On Mon, Jan 20, 2014 at 10:40 AM, Oscar Benjamin wrote:
I use numpy for giga-row arrays of short text strings, so memory and performance issues are real.
> > performance issues are real.
> > As discussed in the previous parent thread, using the bytes dtype is
> > a problem because users of a text array want to do things like filtering
> > (`match_rows = text_array == 'match'`), printing, or other manipulations
> > a natural way without having to continually use bytestring literals or
> > `.decode('ascii')` everywhere.  I tried converting a few packages while
> > leaving the arrays as bytestrings and it just ended up as a very big
> mess.
> > From my perspective the goal here is to provide a pragmatic way to allow
> > numpy-based applications and end users to use python 3.  Something like
> > this proposal seems to be the right direction, maybe not pure and perfect
> > but a sensible step to get us there given the reality of scientific
> > computing.
I don't really see how writing b'match' instead of 'match' is that big a deal.
> deal.

It's a big deal because all your existing python 2 code suddenly breaks on
python 3, even after running 2to3.  Yes, you can backfix all the python 2
code and use bytestring literals everywhere, but that is very painful and
ugly.  More importantly it's very fiddly because *sometimes* you'll need to
use bytestring literals, and *sometimes* not, depending on the exact
dataset you've been handed.  That's basically a non-starter.

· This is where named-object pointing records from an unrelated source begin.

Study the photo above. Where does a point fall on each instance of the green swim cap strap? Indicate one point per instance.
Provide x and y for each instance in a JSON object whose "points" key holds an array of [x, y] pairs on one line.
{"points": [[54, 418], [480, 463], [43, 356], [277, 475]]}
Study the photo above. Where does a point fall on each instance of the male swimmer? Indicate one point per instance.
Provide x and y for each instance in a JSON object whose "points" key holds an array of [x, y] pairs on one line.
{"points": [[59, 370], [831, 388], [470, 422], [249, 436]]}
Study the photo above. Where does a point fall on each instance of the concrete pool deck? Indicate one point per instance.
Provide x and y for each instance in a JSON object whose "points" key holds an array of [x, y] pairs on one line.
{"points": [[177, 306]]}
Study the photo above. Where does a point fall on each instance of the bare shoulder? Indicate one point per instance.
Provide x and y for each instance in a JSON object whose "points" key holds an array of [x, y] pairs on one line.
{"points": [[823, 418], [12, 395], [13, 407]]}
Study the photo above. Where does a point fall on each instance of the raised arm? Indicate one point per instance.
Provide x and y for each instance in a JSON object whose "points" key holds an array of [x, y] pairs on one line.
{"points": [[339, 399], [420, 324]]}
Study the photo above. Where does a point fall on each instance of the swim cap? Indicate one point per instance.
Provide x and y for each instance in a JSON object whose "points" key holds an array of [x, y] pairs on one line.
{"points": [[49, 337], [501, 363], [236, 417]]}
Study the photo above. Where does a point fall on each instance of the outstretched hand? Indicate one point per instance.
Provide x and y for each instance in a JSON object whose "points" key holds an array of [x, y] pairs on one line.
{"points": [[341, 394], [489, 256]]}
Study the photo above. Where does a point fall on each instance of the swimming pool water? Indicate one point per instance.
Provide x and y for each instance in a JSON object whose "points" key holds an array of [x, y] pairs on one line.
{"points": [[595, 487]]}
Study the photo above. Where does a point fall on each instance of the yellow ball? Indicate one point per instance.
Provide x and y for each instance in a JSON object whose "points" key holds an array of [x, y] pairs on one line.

As you say below, the only solution is a proper separation of bytes/unicode
where everything internally is unicode.  The problem is that the existing
4-byte unicode in numpy is a big performance / memory hit.  It's even
trickier because libraries will happily deliver a numpy structured array
with an 'S'-dtype field (from a binary dataset on disk), and it's a pain to
then convert to 'U' since you need to remake the entire structured array.
 With a one-byte unicode the goal would be an in-place update of 'S' to 's'.

> And why are you needing to write .decode('ascii') everywhere?

>>> print("The first value is {}".format(bytestring_array[0]))

On Python 2 this gives "The first value is string_value", while on Python 3
this gives "The first value is b'string_value'".

> read and write in binary mode?
> I apologise if I'm wrong but I suspect that much of the difficulty in
> getting
> the bytes/unicode separation right is down to the fact that a lot of the
> code
> you're using (or attempting to support) hasn't yet been ported to a clean
> text
> model. When I started using Python 3 it took me quite a few failed attempts
> at understanding the text model before I got to the point where I
> understood
> how it is supposed to be used. The problem was that I had been conflating
> text
> and bytes in many places, and that's hard to disentangle. Having fixed
> most of
> those problems I now understand why it is such an improvement.
> In any case I don't see anything wrong with a more efficient dtype for
> representing text if the user can specify the encoding. The problem is that
> numpy arrays expose their underlying memory buffer. Allowing them to
> interact
> directly with text strings on the one side and binary files on the other
> breaches Python 3's very good text model unless the user can specify the
> encoding that is to be used. Or at least if there is to be a blessed
> encoding
> then make it unicode-capable utf-8 instead of legacy ascii/latin-1.
> Oscar